Langkah pertama dalam apresiasi karya drama adalah keterlibatan jiwa, yaitu suatu peristiwa ketika pembaca atau penonton menyimak pikiran dan perasaan pengarang dalam hubungannya dengan suatu masalah yang dihadapi di dalam kehidupannya.
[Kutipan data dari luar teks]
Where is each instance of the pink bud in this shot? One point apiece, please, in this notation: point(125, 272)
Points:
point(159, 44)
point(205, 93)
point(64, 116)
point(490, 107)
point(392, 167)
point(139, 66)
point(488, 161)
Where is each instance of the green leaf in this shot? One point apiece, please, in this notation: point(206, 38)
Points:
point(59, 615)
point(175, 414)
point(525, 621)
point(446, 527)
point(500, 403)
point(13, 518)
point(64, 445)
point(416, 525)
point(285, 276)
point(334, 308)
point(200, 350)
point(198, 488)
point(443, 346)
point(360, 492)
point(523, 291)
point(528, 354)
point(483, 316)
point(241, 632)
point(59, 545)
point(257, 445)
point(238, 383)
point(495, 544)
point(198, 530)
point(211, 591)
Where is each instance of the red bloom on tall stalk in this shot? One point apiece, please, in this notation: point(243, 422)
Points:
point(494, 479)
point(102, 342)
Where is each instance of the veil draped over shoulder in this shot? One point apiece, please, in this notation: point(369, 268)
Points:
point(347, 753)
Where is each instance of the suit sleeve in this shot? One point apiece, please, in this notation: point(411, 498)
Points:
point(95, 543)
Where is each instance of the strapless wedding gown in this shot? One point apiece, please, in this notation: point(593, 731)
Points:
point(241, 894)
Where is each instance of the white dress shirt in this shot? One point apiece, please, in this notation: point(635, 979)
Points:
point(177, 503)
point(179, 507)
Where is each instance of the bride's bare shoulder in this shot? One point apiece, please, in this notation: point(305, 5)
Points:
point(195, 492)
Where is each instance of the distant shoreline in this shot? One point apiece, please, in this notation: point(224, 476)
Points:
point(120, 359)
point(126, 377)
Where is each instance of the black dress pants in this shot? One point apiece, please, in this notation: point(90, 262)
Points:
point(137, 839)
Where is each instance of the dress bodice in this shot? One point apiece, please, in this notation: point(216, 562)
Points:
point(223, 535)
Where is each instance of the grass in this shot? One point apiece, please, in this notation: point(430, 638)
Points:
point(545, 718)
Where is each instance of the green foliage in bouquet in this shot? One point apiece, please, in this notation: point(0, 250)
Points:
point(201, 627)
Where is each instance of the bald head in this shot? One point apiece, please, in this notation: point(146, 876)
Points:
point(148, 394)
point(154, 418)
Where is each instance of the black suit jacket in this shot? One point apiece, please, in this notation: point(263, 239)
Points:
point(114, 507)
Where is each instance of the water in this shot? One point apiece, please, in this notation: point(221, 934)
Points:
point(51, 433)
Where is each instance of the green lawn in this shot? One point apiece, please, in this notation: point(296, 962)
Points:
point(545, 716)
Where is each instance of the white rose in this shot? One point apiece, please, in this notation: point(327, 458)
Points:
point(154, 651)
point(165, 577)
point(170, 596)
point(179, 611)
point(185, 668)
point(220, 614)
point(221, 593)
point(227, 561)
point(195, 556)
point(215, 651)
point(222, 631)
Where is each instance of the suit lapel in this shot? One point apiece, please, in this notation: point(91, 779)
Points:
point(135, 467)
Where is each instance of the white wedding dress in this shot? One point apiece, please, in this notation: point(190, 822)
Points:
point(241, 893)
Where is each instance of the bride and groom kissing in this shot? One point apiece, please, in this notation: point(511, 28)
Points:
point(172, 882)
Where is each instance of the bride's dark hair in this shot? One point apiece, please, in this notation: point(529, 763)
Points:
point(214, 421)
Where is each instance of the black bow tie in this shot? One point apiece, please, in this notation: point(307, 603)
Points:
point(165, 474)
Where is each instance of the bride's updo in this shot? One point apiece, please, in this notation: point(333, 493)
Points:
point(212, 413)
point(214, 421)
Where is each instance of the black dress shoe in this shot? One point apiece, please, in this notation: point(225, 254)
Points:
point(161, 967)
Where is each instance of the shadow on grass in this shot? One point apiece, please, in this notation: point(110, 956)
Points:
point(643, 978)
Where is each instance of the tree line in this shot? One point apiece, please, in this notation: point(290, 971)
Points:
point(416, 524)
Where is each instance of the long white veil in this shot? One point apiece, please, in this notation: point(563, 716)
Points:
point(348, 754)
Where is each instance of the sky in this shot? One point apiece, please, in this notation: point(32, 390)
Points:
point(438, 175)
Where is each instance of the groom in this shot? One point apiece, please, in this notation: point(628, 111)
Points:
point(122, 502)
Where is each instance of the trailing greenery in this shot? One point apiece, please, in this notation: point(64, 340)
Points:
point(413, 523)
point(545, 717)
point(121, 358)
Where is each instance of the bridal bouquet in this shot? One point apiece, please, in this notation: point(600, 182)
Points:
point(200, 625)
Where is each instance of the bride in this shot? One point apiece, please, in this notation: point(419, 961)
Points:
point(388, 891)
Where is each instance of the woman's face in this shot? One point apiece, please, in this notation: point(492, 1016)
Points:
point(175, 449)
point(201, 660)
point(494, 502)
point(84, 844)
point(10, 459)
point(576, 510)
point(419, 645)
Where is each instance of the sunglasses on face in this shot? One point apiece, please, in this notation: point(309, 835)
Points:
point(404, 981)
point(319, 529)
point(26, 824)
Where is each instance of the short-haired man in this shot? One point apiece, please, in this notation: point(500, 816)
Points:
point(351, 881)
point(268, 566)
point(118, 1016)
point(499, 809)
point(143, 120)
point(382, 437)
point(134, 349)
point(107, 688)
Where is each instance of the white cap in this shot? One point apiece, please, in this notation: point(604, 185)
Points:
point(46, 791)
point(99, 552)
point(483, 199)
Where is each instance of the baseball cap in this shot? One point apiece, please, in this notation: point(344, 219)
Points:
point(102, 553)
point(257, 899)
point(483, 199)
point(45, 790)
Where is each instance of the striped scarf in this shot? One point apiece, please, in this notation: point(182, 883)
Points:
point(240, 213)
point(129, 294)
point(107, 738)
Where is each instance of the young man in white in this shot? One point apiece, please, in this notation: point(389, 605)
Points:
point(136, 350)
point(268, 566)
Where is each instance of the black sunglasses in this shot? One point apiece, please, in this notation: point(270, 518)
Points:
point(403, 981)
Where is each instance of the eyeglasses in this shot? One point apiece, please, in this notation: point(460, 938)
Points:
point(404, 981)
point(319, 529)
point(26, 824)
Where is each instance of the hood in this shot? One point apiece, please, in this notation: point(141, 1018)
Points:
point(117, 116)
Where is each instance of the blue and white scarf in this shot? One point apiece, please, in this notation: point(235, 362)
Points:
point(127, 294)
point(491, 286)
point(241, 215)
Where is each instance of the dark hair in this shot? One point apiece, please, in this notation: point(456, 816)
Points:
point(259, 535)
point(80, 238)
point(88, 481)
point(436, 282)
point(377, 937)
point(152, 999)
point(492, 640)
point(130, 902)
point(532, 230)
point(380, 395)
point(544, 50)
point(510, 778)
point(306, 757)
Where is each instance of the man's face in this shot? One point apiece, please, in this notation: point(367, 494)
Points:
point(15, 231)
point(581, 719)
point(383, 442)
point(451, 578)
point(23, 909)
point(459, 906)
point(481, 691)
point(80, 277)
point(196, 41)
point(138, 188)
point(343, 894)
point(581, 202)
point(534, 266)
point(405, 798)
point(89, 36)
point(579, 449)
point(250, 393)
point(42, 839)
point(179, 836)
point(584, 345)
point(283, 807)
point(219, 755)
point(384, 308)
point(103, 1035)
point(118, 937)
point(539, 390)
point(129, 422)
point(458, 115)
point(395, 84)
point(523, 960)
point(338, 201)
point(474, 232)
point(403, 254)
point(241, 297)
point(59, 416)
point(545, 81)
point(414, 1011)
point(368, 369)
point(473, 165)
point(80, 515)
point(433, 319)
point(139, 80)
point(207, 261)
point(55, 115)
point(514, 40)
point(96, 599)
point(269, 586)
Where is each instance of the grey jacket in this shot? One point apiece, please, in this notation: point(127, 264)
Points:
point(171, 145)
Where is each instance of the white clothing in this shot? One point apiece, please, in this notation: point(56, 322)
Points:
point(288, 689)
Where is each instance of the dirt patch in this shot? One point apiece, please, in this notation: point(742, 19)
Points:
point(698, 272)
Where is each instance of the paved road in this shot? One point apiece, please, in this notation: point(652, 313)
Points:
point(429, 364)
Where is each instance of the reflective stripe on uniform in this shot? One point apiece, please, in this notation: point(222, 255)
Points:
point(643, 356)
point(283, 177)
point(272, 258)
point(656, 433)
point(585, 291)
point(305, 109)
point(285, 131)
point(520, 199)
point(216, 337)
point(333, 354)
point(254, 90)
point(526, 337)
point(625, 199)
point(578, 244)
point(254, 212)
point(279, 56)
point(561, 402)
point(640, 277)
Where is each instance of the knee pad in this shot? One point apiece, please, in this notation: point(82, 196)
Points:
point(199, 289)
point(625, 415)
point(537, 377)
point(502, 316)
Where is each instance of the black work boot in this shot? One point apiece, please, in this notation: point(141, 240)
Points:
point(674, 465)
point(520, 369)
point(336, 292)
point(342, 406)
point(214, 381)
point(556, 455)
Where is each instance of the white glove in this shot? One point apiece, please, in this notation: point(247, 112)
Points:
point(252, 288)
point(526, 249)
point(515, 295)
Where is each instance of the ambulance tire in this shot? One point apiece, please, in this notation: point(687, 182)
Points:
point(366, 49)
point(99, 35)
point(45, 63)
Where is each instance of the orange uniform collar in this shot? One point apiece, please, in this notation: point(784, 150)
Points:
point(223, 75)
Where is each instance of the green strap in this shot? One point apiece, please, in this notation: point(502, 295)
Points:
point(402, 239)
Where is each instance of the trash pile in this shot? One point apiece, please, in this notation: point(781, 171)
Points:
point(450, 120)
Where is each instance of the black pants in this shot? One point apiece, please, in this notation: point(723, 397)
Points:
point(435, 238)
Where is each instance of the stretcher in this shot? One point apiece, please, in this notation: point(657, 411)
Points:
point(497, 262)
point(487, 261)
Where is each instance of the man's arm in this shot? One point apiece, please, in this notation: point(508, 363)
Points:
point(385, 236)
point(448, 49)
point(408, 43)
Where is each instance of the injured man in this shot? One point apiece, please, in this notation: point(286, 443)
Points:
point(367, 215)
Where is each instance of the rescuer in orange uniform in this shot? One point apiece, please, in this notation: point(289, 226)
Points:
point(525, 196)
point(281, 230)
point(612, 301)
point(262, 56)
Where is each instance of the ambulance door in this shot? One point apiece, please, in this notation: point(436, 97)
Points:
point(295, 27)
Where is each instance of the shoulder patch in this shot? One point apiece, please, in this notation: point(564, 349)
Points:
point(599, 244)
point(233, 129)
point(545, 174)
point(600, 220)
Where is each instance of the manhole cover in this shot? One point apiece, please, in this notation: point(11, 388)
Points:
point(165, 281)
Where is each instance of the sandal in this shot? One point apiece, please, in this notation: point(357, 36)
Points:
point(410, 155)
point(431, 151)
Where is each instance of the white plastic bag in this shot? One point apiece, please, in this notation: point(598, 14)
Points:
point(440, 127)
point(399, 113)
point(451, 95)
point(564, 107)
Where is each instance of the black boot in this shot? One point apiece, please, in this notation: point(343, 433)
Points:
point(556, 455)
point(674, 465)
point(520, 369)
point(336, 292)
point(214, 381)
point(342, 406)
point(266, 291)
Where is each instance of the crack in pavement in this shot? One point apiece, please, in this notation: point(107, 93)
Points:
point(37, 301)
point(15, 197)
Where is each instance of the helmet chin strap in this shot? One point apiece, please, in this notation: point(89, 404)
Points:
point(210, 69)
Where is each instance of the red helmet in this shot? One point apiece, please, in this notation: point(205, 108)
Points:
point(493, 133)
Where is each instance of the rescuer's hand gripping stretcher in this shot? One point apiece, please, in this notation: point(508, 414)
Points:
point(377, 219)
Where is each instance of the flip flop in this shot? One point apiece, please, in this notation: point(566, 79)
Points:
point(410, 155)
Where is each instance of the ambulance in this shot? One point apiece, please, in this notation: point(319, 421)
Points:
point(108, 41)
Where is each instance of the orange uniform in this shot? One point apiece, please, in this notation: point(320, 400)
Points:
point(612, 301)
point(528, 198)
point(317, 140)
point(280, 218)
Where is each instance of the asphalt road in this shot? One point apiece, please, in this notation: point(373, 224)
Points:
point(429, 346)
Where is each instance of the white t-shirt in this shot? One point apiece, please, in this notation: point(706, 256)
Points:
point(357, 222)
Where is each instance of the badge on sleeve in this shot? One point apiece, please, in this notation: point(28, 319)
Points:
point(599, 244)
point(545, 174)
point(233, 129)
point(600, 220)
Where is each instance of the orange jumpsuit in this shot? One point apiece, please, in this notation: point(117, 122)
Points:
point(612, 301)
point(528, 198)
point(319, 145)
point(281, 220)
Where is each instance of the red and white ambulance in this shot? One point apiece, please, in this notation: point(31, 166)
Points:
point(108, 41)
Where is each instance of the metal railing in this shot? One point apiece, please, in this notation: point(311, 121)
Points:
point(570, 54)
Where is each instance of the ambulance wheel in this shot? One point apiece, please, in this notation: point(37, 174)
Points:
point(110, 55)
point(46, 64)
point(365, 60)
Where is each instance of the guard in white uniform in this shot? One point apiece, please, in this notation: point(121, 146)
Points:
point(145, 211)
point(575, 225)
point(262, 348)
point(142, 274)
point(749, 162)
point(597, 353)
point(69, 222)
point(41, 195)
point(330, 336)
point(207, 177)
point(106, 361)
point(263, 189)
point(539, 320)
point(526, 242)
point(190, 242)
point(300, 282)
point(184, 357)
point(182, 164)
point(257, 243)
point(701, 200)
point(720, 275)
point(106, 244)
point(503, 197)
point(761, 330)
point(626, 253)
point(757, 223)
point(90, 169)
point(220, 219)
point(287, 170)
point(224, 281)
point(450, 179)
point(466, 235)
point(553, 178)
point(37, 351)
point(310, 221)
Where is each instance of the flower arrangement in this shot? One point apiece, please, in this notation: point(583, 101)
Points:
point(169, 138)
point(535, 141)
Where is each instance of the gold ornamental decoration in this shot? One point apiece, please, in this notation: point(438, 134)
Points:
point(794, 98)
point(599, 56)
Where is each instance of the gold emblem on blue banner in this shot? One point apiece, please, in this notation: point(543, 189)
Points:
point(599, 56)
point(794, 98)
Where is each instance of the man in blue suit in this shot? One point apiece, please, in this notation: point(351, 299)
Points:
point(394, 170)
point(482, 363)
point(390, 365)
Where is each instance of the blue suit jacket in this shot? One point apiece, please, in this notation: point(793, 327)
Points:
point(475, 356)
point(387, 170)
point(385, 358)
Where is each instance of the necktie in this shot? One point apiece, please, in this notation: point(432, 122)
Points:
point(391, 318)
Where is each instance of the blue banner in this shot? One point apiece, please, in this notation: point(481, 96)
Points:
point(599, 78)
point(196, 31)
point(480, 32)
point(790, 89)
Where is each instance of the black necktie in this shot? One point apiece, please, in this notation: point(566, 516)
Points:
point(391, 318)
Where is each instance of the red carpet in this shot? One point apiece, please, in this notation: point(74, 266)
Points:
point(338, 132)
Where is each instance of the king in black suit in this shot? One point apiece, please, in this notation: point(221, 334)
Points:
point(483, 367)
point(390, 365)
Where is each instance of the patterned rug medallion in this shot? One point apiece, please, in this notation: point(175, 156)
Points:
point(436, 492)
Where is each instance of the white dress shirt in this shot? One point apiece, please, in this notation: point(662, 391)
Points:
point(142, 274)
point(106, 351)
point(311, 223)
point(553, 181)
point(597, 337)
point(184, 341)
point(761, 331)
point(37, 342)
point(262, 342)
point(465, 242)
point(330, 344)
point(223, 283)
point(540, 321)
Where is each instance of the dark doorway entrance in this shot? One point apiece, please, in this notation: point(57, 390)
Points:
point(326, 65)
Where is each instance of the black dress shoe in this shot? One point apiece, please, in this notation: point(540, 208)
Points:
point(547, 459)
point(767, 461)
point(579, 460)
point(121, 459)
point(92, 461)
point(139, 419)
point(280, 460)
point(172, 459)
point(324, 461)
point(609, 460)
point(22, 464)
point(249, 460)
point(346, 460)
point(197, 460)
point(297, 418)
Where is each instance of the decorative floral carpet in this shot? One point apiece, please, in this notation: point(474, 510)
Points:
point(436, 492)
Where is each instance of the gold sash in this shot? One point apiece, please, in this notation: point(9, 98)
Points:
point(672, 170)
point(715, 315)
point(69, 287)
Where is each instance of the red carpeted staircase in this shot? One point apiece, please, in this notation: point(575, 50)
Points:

Langkah pertama dalam apresiasi karya drama adalah keterlibatan jiwa, yaitu suatu peristiwa ketika pembaca atau penonton menyimak pikiran dan perasaan pengarang dalam hubungannya dengan suatu masalah yang dihadapi di dalam kehidupannya.
Langkah
kedua dalam apresiasi karya drama adalah kemampuan pembaca atau penonton untuk
melihat hubungan mantik (logis) antara gerak-gerik pikiran, perasaan, dan
khayalnya dengan unsure-unsur drama yang terdapat di dalam karya itu. Dalam
langkah kedua apresiasi initermasuk pula drama sebagai pengungkap buah pikiran
dramawan.
Langkah
ketiga dalam apresiasi karya drama dicapai ketika pembaca atau penonton
memasalahkan dan menemukan atau tidak menemukan hubungan (relevansi) antara
buah pikiran pengarang dengan pengalaman pribadinya dan pengalaman kehidupan
masyarakat secara umum. Dalam tingkat ini, pembaca atau penonton menetapkan
apakah buah pikiran dramawan itu ada manfaatnya, baik bagi dirinya maupun bagi
masyarakat.
Jenis-Jenis
Drama
Drama menurut masanya dapat
dibedakan dalam dua jenis yaitu drama baru dan drama lama.
1.
Drama Baru /
Drama Modern
Drama baru
adalah drama yang memiliki tujuan untuk memberikan pendidikan kepada mesyarakat
yang umumnya bertema kehidupan manusia sehari-hari.
2.
Drama Lama /
Drama Klasik
Drama lama
adalah drama khayalan yang umumnya menceritakan tentang kesaktian, kehidupan
istanan atau kerajaan, kehidupan dewa-dewi, kejadian luar biasa, dan lain
sebagainya.
Macam-Macam Drama Berdasarkan
Isi Kandungan Cerita :
1.
Drama Komedi
Drama komedi
adalah drama yang lucu dan menggelitik penuh keceriaan.
2.
Drama
Tragedi
Drama tragedi
adalah drama yang ceritanya sedih penuh kemalangan.
3.
Drama
Tragedi Komedi
Drama
tragedi-komedi adalah drama yang ada sedih dan ada lucunya.
4.
Opera
Opera adalah
drama yang mengandung musik dan nyanyian.
5.
Lelucon /
Dagelan
Lelucon
adalah drama yang lakonnya selalu bertingkah pola jenaka merangsang gelak tawa
penonton.
6.
Operet /
Operette
Operet adalah
opera yang ceritanya lebih pendek.
7.
Pantomim
Pantomim
adalah drama yang ditampilkan dalam bentuk gerakan tubuh atau bahasa isyarat
tanpa pembicaraan.
8.
Tablau
Tablau adalah
drama yang mirip pantomim yang dibarengi oleh gerak-gerik anggota tubuh dan
mimik wajah pelakunya.
9.
Passie
Passie adalah
drama yang mengandung unsur agama / relijius.
10.
Wayang
Wayang adalah
drama yang pemain dramanya adalah boneka wayang. Dan lain sebagainya.